Many of the questions posed here, which are mostly concerned with the objecthood and object boundaries of collaborative work, have been discussed and experimented with in net art for quite some time. For instance, just like academic institutions require clearly identified responsibilities and a fixed state of a work, the art world is still pretty fixated on single creators and stable, "authentic" artworks.

I've witnessed how ideas of how art is made, evaluated, and preserved have failed the cause they're trying to support, and artists wrangling and straightening out their work in order for it to enter a museum. In the case at hand, I would propose to examine how many of these questions are based on assumptions which are not really reflecting how research is done or should be done today. At the same time, researchers could adopt some techniques pioneered by artists, like forming collectives or creating shared identities to approach issues with authorship and responsibilities; or postulate research as an ongoing performance that is never really concluded, but adaptive to for example new data coming in.

Such things have been discussed before, unfortunately without much consequence. Maybe recently the actual pressure caused by failures to contemporary research became high enough to take "where science and art meet" more seriously :)

IlyaK said...

I haven't heard the original lecture so perhaps am missing some of the context, but it seems that at least some of these issues are not unique to publications, but any distributed work. If "publication/paper" is replaced with "source code/software", then couldn't a distributed source control system, eg. git, mercurial, address some of these issues?

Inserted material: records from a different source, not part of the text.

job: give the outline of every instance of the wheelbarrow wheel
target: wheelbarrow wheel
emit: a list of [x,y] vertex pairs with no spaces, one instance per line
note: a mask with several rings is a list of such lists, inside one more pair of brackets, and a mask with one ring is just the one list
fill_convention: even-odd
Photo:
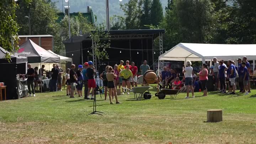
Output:
[[151,94],[148,92],[145,92],[143,95],[143,97],[145,100],[148,100],[151,98]]
[[162,91],[160,91],[158,92],[157,94],[156,95],[156,96],[158,97],[159,99],[164,99],[165,97],[165,93],[164,92]]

Each institution could host their own git installation (perhaps using a web service built on top of git like GitLab) and allows researchers to each have their own fork of the work. When there are multiple authors, the git repos of each institution could be referenced, and additional forks could be created as needed for archiving. (The archive the contains the entire version history as well) Updates to one could be resolved through merging, pull requests, etc.. On the surface, it seems that some of these problems are very similar to distributed software development, which already has established workflows of distributed work. Git also includes support for signing commits, as a starting point.

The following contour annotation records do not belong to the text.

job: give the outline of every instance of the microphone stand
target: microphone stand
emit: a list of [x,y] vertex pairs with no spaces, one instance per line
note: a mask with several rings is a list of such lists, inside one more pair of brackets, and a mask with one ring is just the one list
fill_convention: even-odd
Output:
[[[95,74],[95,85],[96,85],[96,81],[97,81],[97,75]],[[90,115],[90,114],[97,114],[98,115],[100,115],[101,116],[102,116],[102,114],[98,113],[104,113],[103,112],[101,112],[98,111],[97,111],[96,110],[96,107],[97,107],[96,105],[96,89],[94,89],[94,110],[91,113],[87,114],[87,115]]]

There are issues with "large files" that need not be tracked for changes in git, and that's an issue that extensions like like git-annex, git-lfs are trying to solve. But I wonder if the core issues raised here couldn't be at least partially addressed through a distributed version control system like git? Is git not "decentralized" enough?

David. said...

IlyaK, just to be clear, this post is not asking how scholarly communication should work, but only how Herbert's proposed system would work, in order to flush out the issues that a discussion of how it should work needs to address.

Your analogy between software development and research is worth pursuing, but there is a significant difference. From personal experience of both, credit for open source contributions is nice, but at least for the academics on Boyajian's team and their institutions credit for publication is life-and-death important.